I dare you to be kinder than you’ve ever been

Be Kind I have a reputation, somewhat deserved, for being a kind person. The truth is that, while I do try to be kind, I have never really lived up to my own expectations of how kind I want to be.

When I was a kid, there were times I felt like my kindness was a weakness. I got picked on by other kids, and often enough that I felt isolated. I got picked on because I was deaf and also because I was a nice enough guy that I didn’t fight back. Perhaps that’s just too nice.

Yet I am human, and imperfect. I have a temper, but I am pretty skilled at keeping myself from a temper outburst. I was better before I became a parent.

My younger son often likes to say, “Tell the truth.” He says this with the word truth a little drawn out: Troo-ooth. At least, that’s how it appears to me when he says it. I can’t help but be charmed.

I promised myself that when I write on this blog, I’d do my best to be authentic. To tell the truth. To avoid putting on some false idea of who I am as a person. So that’s why, when I write about kindness today, I want to be honest. I think honesty helps us grow.

I am not kind to myself.

I have spent more than half of my lifetime not being kind to myself. I think most people can relate, but not everyone wants to admit it.

I judge myself daily, pretty much from the time I wake up until when I go to bed. I have that constant nagging voice in my head, reminding me of my failures. Reminding me that I am not who I want to be.

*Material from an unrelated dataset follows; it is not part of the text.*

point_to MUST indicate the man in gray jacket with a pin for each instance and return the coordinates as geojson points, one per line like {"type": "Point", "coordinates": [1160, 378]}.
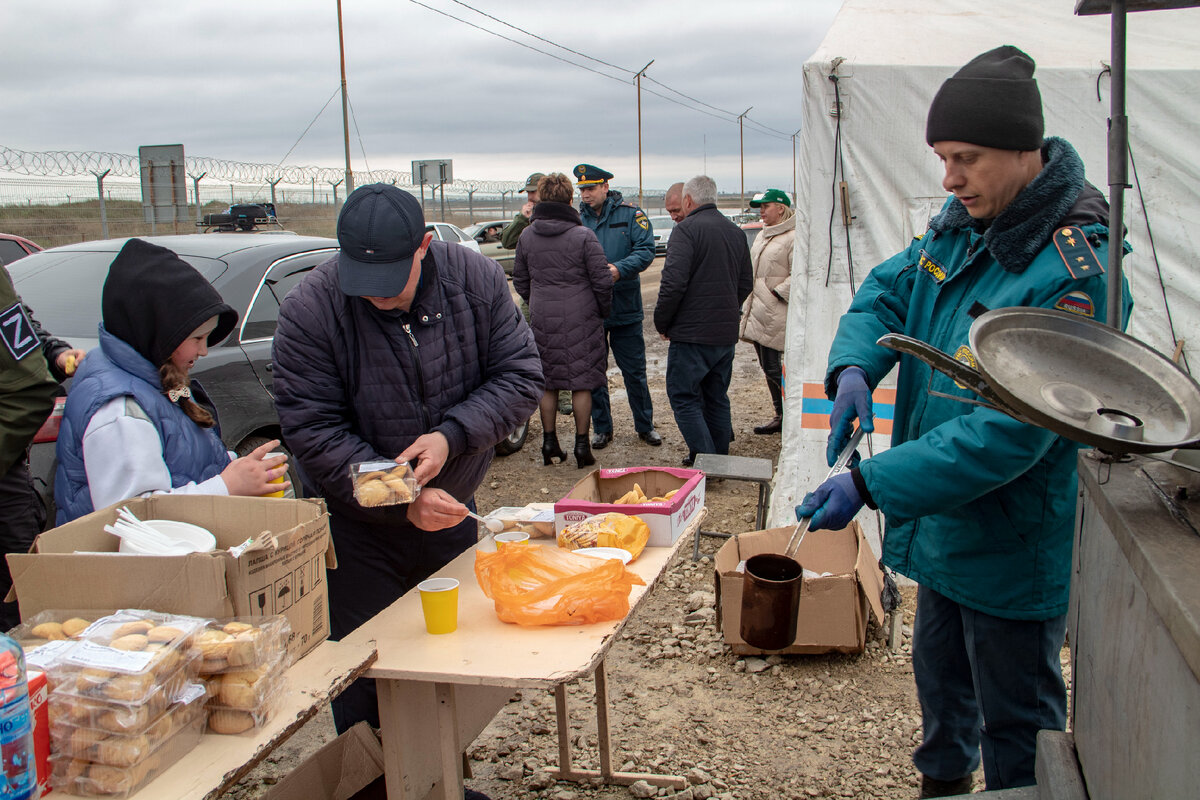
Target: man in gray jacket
{"type": "Point", "coordinates": [706, 278]}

It’s no mystery, really, and not a secret. I just want to be better. I want to be a better writer, one who feels energized to write daily. I want to be a better father, one who doesn’t lose his temper after so much whining. I want to be a disciplined person who eats well, exercises regularly, meditates daily, and so on and so on.

None of these desires are inherently a bad thing. The problem is I’m not kind to myself about these things. If I was talking to someone who said any of this, I’d be kind to that person. I’d be showing support. I’d be giving words of encouragement. I would not be making that person feel worse. I would not be emphasizing that person’s failings, but instead would highlight the successful things about a person.

Sometimes success is as simple as being kind to a person. Sometimes success is being kind to the Earth, picking up litter. Or success is being kind to a rock, picking it up and caressing it before you skim it across a pond, because all a rock would want to do is be appreciated, if a rock had feelings.

The jury’s still out on that one.

When I was sitting in my Unitarian Universalist Fellowship service last night, we were all sitting in a circle of kindness. You could just sense how much we cared about the people we were with. There were easy smiles and easier laughs shared.

I know what my personal answer is to the dilemma of not being kind enough to myself, but I still find it difficult to implement. I must practice. I must, every single day, put to practice the act of being kind to myself. I must put to practice the act of being kind for kindness’ sake. For my own sake.

Everything and everyone is precious. Everything and everyone is deserving. Humanity can be both beautiful and ugly, with acts of kindness and acts of hatred. Yet everything, and I mean everything, is deserving of kindness. Everything and everyone is deserving of our compassion, no matter how difficult it would be to offer it.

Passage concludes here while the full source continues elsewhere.